Vitalik Buterin condemns the criminal prosecution of Tornado Cash developers

Vitalik Buterin has issued an open letter defending Roman Storm, the Tornado Cash co-developer awaiting sentencing in the U.S. after being convicted of conspiring to operate an unlicensed money-transmitting business. He faces up to five years in prison.
Buterin said the case against Storm effectively criminalizes writing code and sends a troubling signal to developers working on financial privacy tools. He argued that the prosecution is based not on demonstrable harm, but on the mere creation of software that could be misused by bad actors.
According to Buterin, mixer Tornado Cash is an example of essential privacy infrastructure in an era of pervasive surveillance. He noted that he has used Storm’s tools to buy technical equipment and donate to charitable causes without exposing personal data to corporate or government systems.
He described Storm as a developer committed to privacy and long-term project integrity: “He built functional, reliable tools — not marketing products that hide technical weaknesses.”
Storm’s legal defense is being funded by the crypto community. In 2025, a relief fund raised more than $6.3 million, with contributions from Buterin, the Ethereum Foundation, and several independent privacy researchers. The foundation earlier contributed $500,000 and pledged up to $750,000 in community match funding.
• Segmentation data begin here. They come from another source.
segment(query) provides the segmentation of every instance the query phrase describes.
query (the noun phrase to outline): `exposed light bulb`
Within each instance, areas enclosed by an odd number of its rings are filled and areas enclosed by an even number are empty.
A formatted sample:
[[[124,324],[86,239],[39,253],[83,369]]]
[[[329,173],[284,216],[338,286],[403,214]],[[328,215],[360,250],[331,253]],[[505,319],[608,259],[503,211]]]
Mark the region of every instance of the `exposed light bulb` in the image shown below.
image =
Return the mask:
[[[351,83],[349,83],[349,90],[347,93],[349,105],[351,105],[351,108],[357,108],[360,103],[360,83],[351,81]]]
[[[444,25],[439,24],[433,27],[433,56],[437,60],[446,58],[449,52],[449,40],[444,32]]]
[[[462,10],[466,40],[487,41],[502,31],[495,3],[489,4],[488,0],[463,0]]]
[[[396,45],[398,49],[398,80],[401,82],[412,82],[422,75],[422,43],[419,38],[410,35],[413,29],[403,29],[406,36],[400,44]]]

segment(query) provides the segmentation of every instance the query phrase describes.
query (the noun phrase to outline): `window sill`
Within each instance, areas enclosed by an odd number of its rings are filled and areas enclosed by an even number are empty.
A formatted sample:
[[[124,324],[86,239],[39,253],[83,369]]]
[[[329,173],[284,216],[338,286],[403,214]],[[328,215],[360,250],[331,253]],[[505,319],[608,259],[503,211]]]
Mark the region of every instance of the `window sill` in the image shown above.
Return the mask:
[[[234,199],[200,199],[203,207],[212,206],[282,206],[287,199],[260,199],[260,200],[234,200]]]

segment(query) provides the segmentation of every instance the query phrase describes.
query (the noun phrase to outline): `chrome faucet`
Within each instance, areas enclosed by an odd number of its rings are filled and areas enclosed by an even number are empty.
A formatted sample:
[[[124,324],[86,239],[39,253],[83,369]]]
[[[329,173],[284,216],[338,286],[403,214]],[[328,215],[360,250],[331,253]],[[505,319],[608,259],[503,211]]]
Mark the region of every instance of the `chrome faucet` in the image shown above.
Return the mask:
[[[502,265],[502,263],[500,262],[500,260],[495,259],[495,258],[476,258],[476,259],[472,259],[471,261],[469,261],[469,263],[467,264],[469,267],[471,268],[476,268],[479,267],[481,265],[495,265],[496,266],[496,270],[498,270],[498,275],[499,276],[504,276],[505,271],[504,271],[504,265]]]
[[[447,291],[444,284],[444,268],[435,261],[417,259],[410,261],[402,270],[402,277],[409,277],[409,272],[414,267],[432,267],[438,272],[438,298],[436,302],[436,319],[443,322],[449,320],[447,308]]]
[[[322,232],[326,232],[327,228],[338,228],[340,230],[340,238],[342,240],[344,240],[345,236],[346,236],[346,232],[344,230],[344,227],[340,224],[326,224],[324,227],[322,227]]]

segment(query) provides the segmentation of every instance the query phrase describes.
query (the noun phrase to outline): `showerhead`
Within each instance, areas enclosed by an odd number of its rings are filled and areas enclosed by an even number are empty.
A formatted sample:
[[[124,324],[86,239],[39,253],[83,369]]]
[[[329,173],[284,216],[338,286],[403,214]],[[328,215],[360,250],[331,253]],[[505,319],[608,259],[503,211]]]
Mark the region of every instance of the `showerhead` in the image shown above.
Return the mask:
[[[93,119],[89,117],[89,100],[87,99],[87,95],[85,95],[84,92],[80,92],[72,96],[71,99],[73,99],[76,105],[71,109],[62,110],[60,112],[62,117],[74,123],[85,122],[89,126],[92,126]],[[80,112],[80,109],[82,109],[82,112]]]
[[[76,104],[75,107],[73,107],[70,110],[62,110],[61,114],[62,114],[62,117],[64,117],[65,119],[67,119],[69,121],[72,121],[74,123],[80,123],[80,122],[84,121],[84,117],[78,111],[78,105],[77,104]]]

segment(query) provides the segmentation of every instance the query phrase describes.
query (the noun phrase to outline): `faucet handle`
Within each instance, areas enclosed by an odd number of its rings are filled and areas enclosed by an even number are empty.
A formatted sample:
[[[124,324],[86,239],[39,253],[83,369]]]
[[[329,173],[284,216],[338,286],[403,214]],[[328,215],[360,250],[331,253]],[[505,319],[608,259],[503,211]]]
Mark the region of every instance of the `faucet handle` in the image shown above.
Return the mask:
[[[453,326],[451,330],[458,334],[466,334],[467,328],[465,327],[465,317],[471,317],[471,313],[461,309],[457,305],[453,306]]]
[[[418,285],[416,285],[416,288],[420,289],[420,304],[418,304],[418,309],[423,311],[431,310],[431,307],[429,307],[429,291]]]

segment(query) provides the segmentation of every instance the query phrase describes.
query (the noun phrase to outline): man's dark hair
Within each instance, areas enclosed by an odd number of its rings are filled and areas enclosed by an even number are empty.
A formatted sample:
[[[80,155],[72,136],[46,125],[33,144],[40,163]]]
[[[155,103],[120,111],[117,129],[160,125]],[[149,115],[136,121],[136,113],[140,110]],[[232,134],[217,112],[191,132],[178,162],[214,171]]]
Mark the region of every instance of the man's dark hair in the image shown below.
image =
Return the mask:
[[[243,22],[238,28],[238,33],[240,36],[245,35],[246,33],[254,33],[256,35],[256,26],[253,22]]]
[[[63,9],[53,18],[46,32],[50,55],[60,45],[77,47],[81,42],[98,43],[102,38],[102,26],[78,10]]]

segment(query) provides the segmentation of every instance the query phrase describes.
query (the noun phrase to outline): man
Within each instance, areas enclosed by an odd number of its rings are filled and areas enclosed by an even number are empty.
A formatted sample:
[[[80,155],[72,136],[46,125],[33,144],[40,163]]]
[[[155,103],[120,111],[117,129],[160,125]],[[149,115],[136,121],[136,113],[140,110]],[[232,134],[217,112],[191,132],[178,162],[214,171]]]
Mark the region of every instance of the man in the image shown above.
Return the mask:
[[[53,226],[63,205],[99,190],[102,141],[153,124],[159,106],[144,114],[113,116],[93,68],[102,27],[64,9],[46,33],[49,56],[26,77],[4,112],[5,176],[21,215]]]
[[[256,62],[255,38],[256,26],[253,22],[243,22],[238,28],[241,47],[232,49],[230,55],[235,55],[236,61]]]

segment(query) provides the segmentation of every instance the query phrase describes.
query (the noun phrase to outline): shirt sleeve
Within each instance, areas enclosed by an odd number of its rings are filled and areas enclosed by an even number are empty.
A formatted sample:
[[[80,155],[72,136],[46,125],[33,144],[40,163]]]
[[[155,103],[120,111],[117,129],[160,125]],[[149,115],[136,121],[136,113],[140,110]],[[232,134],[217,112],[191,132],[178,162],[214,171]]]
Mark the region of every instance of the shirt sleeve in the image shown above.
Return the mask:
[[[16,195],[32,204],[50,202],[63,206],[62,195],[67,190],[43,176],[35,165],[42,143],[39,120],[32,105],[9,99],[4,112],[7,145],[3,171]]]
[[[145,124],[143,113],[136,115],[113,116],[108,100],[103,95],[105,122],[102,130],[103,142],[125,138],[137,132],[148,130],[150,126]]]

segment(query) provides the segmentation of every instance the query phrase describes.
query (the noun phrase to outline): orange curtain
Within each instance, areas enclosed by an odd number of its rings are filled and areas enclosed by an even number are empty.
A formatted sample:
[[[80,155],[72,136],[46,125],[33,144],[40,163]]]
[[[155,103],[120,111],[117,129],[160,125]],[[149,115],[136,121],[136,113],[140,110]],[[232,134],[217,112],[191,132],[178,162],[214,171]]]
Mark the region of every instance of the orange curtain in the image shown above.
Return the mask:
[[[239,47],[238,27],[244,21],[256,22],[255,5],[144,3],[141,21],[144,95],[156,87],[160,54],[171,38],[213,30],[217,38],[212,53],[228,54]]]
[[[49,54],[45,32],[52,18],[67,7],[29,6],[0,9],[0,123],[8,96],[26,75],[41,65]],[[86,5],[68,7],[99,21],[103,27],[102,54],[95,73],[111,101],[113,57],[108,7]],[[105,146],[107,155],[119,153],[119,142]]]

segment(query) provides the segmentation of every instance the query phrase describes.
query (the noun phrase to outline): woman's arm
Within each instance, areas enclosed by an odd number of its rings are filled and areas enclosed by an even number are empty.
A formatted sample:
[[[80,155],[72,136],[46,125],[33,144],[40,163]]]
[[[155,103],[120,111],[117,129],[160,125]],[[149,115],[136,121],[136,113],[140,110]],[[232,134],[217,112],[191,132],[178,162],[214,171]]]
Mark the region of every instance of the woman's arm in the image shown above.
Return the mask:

Support has also come from beyond the Ethereum ecosystem. The Solana Policy Institute donated $500,000, while other industry participants added hundreds of thousands of dollars more.
Storm’s case is part of a broader global crackdown on privacy-tech developers. Tornado Cash co-creator Alexey Pertsev was sentenced to 64 months in the Netherlands, and in the U.S., the founders of Samourai Wallet were arrested on charges tied to more than $2 billion in laundered funds.
As scrutiny of privacy-related code intensifies, the crypto industry is pushing for legal safeguards. More than 110 companies have petitioned the U.S. Senate to protect developers, arguing that writing code should not be treated as a criminal act.
Storm’s case remains a pivotal test for the U.S. legal system — one that concerns not only financial privacy, but the future of open-source software development itself.